Talk of butchery reduced Samwell Tarly to speechlessness. Mormont leaned forward. “Tarly, when I was a lad half your age, my lady mother told me that if I stood about with my mouth open, a weasel was like to mistake it for his lair and run down my throat. If you have something to say, say it. Otherwise, beware of weasels.” He waved a brusque dismissal. “Off with you, I’m too busy for folly. No doubt the maester has some work you can do.”

Sam swallowed, stepped back, and scurried out so quickly he almost tripped over the rushes.

“Is that boy as big a fool as he seems?” the Lord Commander asked when he’d gone. “
Fool
,” the raven complained. Mormont did not wait for Jon to answer. “His lord father stands high in King Renly’s councils, and I had half a notion to dispatch him . . . no, best not.
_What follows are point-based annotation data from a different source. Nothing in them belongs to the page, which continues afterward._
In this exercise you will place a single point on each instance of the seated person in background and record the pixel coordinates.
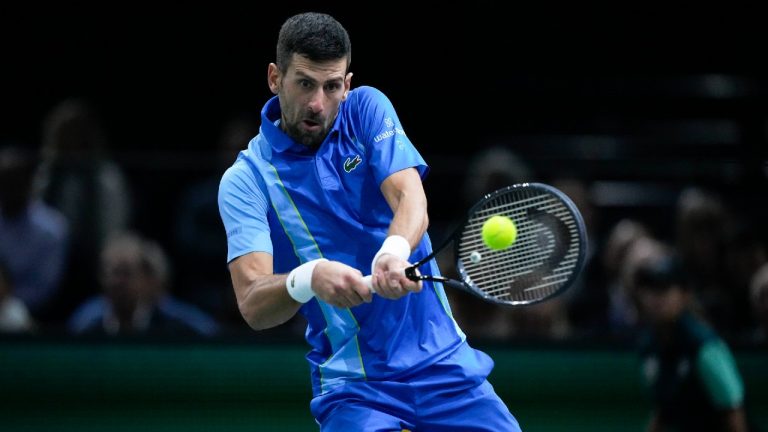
(33, 235)
(692, 376)
(134, 276)
(759, 303)
(14, 316)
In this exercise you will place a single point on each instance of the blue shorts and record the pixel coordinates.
(451, 395)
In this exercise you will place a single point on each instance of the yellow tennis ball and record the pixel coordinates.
(499, 232)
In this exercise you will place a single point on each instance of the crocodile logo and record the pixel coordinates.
(352, 163)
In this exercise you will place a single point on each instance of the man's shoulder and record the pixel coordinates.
(364, 94)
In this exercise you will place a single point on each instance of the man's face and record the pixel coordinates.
(310, 94)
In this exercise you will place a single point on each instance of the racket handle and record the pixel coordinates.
(369, 282)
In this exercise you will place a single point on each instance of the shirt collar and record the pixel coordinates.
(278, 139)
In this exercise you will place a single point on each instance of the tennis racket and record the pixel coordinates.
(544, 261)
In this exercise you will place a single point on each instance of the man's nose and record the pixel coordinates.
(316, 101)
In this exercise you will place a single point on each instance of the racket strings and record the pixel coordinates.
(523, 272)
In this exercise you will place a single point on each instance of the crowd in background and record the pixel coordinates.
(73, 261)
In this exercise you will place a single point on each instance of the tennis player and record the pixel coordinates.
(330, 189)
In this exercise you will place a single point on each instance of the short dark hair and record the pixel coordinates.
(317, 36)
(661, 273)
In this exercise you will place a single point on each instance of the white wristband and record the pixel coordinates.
(395, 245)
(299, 282)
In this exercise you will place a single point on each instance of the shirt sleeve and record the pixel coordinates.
(243, 207)
(717, 370)
(389, 149)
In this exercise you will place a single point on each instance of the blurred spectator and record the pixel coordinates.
(79, 178)
(759, 303)
(621, 313)
(33, 236)
(744, 255)
(135, 276)
(691, 374)
(199, 237)
(14, 316)
(702, 223)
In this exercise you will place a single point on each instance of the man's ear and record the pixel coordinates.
(347, 85)
(273, 78)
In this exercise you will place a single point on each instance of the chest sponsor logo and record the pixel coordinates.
(352, 163)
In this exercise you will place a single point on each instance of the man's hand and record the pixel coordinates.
(339, 284)
(389, 280)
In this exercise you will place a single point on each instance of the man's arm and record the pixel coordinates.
(405, 195)
(264, 301)
(261, 296)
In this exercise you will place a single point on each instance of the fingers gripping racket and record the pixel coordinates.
(544, 260)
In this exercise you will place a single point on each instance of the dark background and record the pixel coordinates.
(638, 101)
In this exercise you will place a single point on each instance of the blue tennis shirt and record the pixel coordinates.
(298, 204)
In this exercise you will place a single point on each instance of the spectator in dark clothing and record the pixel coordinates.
(134, 275)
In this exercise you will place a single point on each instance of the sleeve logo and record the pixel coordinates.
(352, 163)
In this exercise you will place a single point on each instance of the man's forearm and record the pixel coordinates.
(267, 303)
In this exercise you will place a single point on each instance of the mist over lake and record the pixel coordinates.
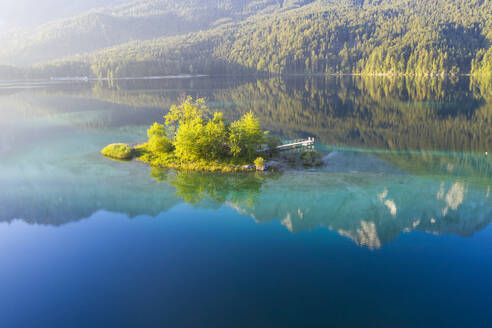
(392, 230)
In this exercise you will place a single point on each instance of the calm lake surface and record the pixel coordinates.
(394, 230)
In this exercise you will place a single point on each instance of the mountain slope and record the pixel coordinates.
(136, 20)
(413, 37)
(423, 37)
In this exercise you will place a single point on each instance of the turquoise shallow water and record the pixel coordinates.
(392, 232)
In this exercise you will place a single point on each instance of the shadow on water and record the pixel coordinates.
(400, 154)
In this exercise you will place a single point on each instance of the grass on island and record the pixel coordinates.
(193, 139)
(118, 151)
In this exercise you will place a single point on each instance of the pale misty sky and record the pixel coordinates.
(34, 12)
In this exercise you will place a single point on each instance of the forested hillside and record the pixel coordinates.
(135, 20)
(412, 37)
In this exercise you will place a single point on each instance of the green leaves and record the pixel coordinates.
(199, 138)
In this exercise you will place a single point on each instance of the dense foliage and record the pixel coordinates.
(423, 37)
(200, 142)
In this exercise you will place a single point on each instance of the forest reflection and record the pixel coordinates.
(371, 208)
(373, 112)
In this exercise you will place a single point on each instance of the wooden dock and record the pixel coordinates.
(296, 144)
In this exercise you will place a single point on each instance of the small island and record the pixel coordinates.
(192, 138)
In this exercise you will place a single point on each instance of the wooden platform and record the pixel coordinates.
(296, 144)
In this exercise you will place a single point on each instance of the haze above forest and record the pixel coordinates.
(113, 38)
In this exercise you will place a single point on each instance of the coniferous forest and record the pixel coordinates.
(162, 37)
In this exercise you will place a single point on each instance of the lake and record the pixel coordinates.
(393, 231)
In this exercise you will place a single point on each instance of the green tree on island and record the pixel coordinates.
(192, 138)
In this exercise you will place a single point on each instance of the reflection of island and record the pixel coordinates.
(370, 207)
(357, 195)
(370, 196)
(382, 113)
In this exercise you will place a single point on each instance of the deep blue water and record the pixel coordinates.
(394, 230)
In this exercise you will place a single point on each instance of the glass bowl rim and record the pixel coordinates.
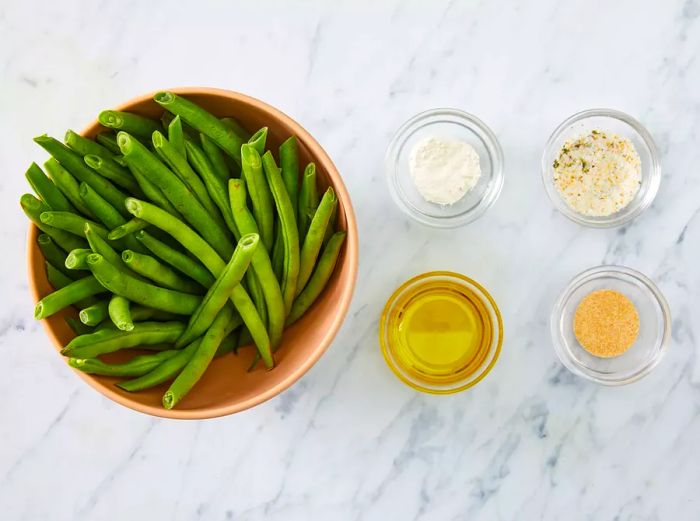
(615, 271)
(653, 180)
(494, 347)
(468, 121)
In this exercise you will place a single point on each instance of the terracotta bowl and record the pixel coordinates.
(227, 387)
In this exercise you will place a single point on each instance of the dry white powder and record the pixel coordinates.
(443, 170)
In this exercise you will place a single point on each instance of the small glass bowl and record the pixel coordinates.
(439, 382)
(654, 326)
(452, 124)
(618, 123)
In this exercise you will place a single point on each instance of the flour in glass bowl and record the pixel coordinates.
(444, 170)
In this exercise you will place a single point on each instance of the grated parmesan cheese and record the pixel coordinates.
(597, 174)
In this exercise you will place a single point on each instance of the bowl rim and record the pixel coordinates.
(494, 349)
(468, 121)
(653, 180)
(557, 317)
(351, 254)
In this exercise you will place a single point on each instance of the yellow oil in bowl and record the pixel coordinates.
(441, 332)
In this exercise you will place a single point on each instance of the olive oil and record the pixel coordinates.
(440, 331)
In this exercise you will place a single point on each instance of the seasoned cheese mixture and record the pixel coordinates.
(598, 174)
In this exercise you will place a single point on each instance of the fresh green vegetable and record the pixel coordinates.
(202, 121)
(259, 192)
(319, 279)
(119, 311)
(200, 360)
(162, 275)
(143, 293)
(137, 366)
(95, 314)
(76, 166)
(314, 237)
(262, 266)
(177, 193)
(217, 296)
(110, 339)
(67, 295)
(42, 185)
(129, 122)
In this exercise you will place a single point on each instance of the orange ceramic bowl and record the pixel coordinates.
(227, 387)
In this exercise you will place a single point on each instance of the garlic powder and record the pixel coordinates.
(598, 174)
(444, 170)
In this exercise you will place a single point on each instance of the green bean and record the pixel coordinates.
(141, 313)
(200, 360)
(217, 296)
(314, 237)
(176, 135)
(236, 127)
(129, 287)
(176, 259)
(258, 140)
(109, 141)
(110, 339)
(105, 212)
(216, 158)
(56, 278)
(95, 314)
(71, 222)
(77, 326)
(134, 124)
(77, 259)
(177, 193)
(230, 343)
(132, 226)
(33, 208)
(202, 121)
(290, 233)
(84, 146)
(67, 184)
(77, 167)
(53, 254)
(214, 185)
(151, 191)
(119, 310)
(137, 366)
(207, 256)
(165, 371)
(67, 295)
(308, 200)
(42, 185)
(262, 266)
(330, 229)
(289, 163)
(150, 268)
(114, 172)
(177, 162)
(259, 193)
(319, 279)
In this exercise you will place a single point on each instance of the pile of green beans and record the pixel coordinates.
(179, 239)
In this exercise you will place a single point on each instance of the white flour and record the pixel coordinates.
(444, 170)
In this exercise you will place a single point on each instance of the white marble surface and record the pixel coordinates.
(349, 441)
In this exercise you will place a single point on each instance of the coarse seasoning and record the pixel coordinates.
(597, 174)
(606, 323)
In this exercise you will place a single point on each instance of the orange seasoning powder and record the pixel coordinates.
(606, 323)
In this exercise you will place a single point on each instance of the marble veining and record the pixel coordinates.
(349, 441)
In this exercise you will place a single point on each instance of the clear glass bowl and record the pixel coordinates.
(452, 124)
(610, 121)
(439, 381)
(654, 326)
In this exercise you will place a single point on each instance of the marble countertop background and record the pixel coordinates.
(349, 441)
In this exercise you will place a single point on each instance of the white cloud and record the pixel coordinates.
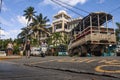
(71, 2)
(22, 20)
(5, 22)
(4, 7)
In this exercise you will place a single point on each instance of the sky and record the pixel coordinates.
(12, 19)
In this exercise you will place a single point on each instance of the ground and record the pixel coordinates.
(61, 68)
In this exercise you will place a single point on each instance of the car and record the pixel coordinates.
(35, 51)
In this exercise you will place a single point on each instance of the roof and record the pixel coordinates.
(94, 16)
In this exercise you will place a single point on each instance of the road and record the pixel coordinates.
(61, 68)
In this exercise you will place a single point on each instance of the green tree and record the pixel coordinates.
(29, 14)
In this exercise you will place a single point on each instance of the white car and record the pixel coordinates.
(36, 51)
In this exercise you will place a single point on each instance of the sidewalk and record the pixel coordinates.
(10, 57)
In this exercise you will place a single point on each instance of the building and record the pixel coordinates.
(63, 23)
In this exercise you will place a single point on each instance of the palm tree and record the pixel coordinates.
(29, 14)
(118, 31)
(0, 5)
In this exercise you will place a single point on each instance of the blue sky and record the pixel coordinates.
(12, 19)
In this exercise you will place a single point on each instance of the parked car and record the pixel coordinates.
(36, 51)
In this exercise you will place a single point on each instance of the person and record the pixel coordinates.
(27, 49)
(10, 48)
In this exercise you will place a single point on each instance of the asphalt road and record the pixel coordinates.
(61, 68)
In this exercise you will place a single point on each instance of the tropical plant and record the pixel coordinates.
(0, 5)
(56, 39)
(29, 14)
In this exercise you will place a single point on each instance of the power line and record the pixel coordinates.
(114, 9)
(73, 6)
(67, 8)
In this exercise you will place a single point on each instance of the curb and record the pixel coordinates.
(74, 71)
(10, 57)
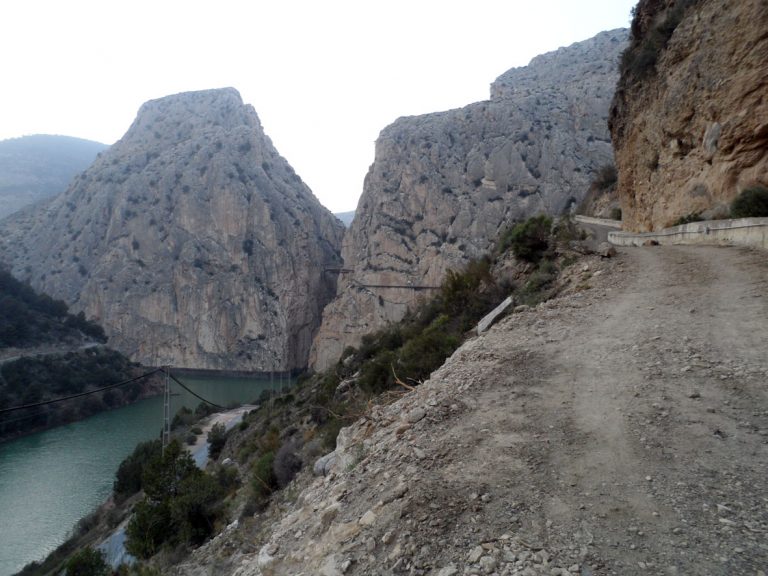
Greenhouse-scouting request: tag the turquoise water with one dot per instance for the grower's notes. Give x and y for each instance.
(49, 480)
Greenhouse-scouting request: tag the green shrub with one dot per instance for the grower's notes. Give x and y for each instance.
(87, 562)
(688, 218)
(180, 506)
(217, 437)
(128, 476)
(528, 240)
(751, 203)
(606, 177)
(640, 58)
(263, 481)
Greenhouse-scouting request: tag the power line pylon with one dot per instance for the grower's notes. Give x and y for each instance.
(166, 409)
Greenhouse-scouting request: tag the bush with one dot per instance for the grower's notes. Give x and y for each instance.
(751, 203)
(528, 240)
(263, 480)
(180, 506)
(688, 218)
(128, 476)
(287, 464)
(640, 58)
(606, 177)
(217, 437)
(87, 562)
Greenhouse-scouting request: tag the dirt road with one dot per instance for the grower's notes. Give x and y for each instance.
(634, 425)
(647, 416)
(619, 429)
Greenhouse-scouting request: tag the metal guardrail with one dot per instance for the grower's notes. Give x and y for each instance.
(742, 232)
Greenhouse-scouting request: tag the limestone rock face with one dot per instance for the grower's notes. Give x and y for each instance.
(443, 185)
(691, 130)
(192, 241)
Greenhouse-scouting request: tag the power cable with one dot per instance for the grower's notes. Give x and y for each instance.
(81, 394)
(196, 395)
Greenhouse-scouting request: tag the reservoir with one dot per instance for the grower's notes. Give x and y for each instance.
(49, 480)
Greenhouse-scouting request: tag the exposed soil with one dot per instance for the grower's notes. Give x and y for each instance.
(621, 428)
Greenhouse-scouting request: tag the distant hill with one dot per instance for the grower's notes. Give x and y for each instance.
(30, 319)
(191, 241)
(33, 168)
(345, 217)
(47, 353)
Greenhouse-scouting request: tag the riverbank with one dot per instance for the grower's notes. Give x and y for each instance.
(228, 419)
(51, 480)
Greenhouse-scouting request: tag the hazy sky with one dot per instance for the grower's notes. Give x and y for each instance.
(324, 76)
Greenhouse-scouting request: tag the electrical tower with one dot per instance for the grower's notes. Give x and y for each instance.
(167, 408)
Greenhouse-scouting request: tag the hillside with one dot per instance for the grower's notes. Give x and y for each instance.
(33, 168)
(47, 353)
(617, 429)
(690, 120)
(191, 241)
(443, 185)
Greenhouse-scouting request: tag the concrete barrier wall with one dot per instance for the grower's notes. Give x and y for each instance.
(598, 221)
(742, 232)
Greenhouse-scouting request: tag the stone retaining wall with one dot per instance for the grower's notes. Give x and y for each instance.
(743, 232)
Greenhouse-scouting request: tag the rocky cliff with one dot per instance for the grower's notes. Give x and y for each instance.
(690, 117)
(443, 185)
(192, 241)
(36, 167)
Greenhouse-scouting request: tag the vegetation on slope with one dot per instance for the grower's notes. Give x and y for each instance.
(31, 320)
(260, 457)
(650, 36)
(36, 167)
(751, 203)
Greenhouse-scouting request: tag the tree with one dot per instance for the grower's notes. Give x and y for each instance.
(217, 437)
(87, 562)
(181, 504)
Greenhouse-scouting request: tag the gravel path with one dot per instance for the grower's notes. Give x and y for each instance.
(621, 428)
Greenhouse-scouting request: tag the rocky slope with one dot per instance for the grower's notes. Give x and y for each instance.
(192, 241)
(612, 430)
(690, 118)
(443, 185)
(33, 168)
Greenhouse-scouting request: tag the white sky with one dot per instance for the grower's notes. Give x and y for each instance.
(325, 76)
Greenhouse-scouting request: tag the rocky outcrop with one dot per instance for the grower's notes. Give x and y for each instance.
(192, 241)
(690, 117)
(443, 185)
(33, 168)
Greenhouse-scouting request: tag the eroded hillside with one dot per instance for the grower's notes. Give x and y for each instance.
(620, 428)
Renly is not like to heed a quaking fat boy. I’ll send Ser Arnell. He’s a deal steadier, and his mother was one of the green-apple Fossoways.”

“If it please my lord, what would you have of King Renly?”

“The same things I’d have of all of them, lad. Men, horses, swords, armor, grain, cheese, wine, wool, nails . . . the Night’s Watch is not proud, we take what is offered.” His fingers drummed against the roughhewn planks of the table. “If the winds have been kind, Ser Alliser should reach King’s Landing by the turn of the moon, but whether this boy Joffrey will pay him any heed, I do not know. House Lannister has never been a friend to the Watch.”

“Thorne has the wight’s hand to show them.” A grisly pale thing with black fingers, it was, that twitched and stirred in its jar as if it were still alive.

“Would that we had another hand to send to Renly.”

“Dywen says you can find anything beyond the Wall.”

“Aye, Dywen says. And the last time he went ranging, he says he saw a bear fifteen feet tall.” Mormont snorted. “My sister is said to have taken a bear for her lover. I’d believe
that
before I’d believe one fifteen feet tall. Though in a world where dead come walking . . . ah, even so, a man must believe his eyes. I have seen the dead walk. I’ve not seen any giant bears.” He gave Jon a long, searching look. “But we were speaking of hands. How is yours?”

“Better.” Jon peeled off his moleskin glove and showed him. Scars covered his arm halfway to the elbow, and the mottled pink flesh still felt tight and tender, but it was healing. “It itches, though. Maester Aemon says that’s good. He gave me a salve to take with me when we ride.”

“You can wield Longclaw despite the pain?”

“Well enough.” Jon flexed his fingers, opening and closing his fist the way the maester had shown him. “I’m to work the fingers every day to keep them nimble, as Maester Aemon said.”

“Blind he may be, but Aemon knows what he’s about. I pray the gods let us keep him another twenty years. Do you know that he might have been king?”

Jon was taken by surprise. “He told me his father was king, but not . . . I thought him perhaps a younger son.”

“So he was. His father’s father was Daeron Targaryen, the Second of His Name, who brought Dorne into the realm. Part of the pact was that he wed a Dornish princess. She gave him four sons. Aemon’s father Maekar was the youngest of those, and Aemon was
his
third son. Mind you, all this happened long before I was born, ancient as Smallwood would make me.”